Two stories in the news this week made me impatient to see women holding more senior positions in the military, and not for the usual reasons. Sure, women have leadership skills and technical expertise, and deserve a shot at those jobs. But the biggest reason of all, and why we can’t wait any longer, is because of something women don’t have. Testosterone.
This pesky little hormone is a troublemaker. Its link to needless violence can be traced back to Cain and Abel (note they were brothers, not sisters). Ill-advised sexual encounters and venereal disease have plagued armies since the beginning of time. British soldiers during WWI were over five times more likely to be hospitalized for syphilis or gonorrhea than from trench foot, the war’s signature ailment.
In today’s military, testosterone is clouding the judgments of men who really should know better.
The first is Lt. Gen. Robert L. Caslen Jr., the superintendent at the United States Military Academy. He recently defended the school’s boxing requirement despite overwhelming evidence about the downside of repeated blows to the head. That’s right – every male cadet who graduates from West Point must spend a semester receiving and delivering rounds of minor brain trauma. Concerned mothers and the school’s Board of Visitors (chaired by a woman) are pushing for change but meeting resistance. In fact, the superintendent is doubling down on his machismo by considering making female students take boxing, too, as they do at the US Naval Academy.
West Point has documented 97 concussions from boxing during the last three academic years. When students are unable to complete the course due to too many concussions, they are forced to repeat it later. If that seems perfectly rational, maybe you’ve had too many concussions.
The next example of testosterone run amok comes from Senator John McCain, speaking on the senate floor about recent developments in Syria. As a former naval aviator and chair of the Senate Armed Services Committee, he should know that while he may not like the fact that Russia is flying combat missions in Syria, it was actually a good thing that they alerted us to their actions so we could avoid an international incident or accidental loss of life.
With hormonally-fueled bravado, McCain said that rather than complying with the Russians’ request, we should tell them, “We fly anywhere we want to, when and how we want to, and you’d better stay out of the way.” Which sounds more like something one toddler would say to another than how seasoned diplomats should communicate.
This kind of provocation, if he really meant what he said, is reckless and dangerous. But it’s not unique among the men in charge of militaries. No doubt Vladimir Putin’s actions are being fueled by a similar level of testosterone (including his habit of posing shirtless).
Defenders of General Caslen and Senator McCain may argue that testosterone is vital to producing a combat-ready military, and that it makes men better fighters. Maybe. But female pilots and soldiers seem to do just fine with the amount they have.

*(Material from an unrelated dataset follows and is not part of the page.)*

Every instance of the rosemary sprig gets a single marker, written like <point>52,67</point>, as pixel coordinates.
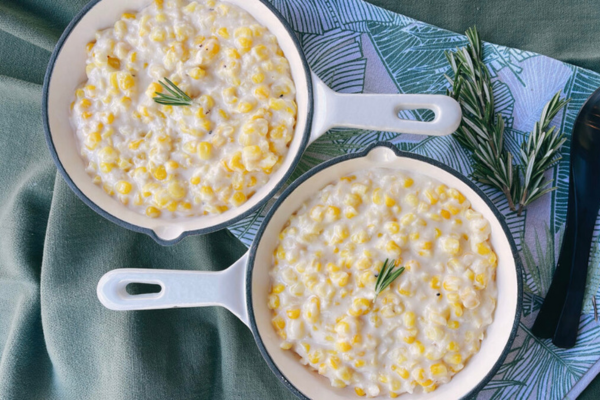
<point>177,97</point>
<point>482,131</point>
<point>386,276</point>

I’ve personally seen examples of testosterone doing more harm than good. During my time in the navy I witnessed many promotions, happy occasions that should be celebrated with congratulatory handshakes but inexplicably involve a gauntlet of punches to the upper arm (where the new rank chevrons are worn). It wasn’t unheard of for a sailor to sustain pain and bruises so severe, they interfered with his ability to perform his duties.
Worst of all is the tradition of “blood wings” or “blood pinning,” where a newly-minted paratrooper receives his insignia by having the sharp pins of the new badge pounded into his chest muscle by his colleagues. This is considered an honor and a rite of passage.
Must we be content with a “boys will be boys,” philosophy, even when applied to people who should have become men long ago? I don’t think so. We need more women in the ranks and at the top, because the fairer sex seems less susceptible to hormonal fluctuations. Let that sink in for a while.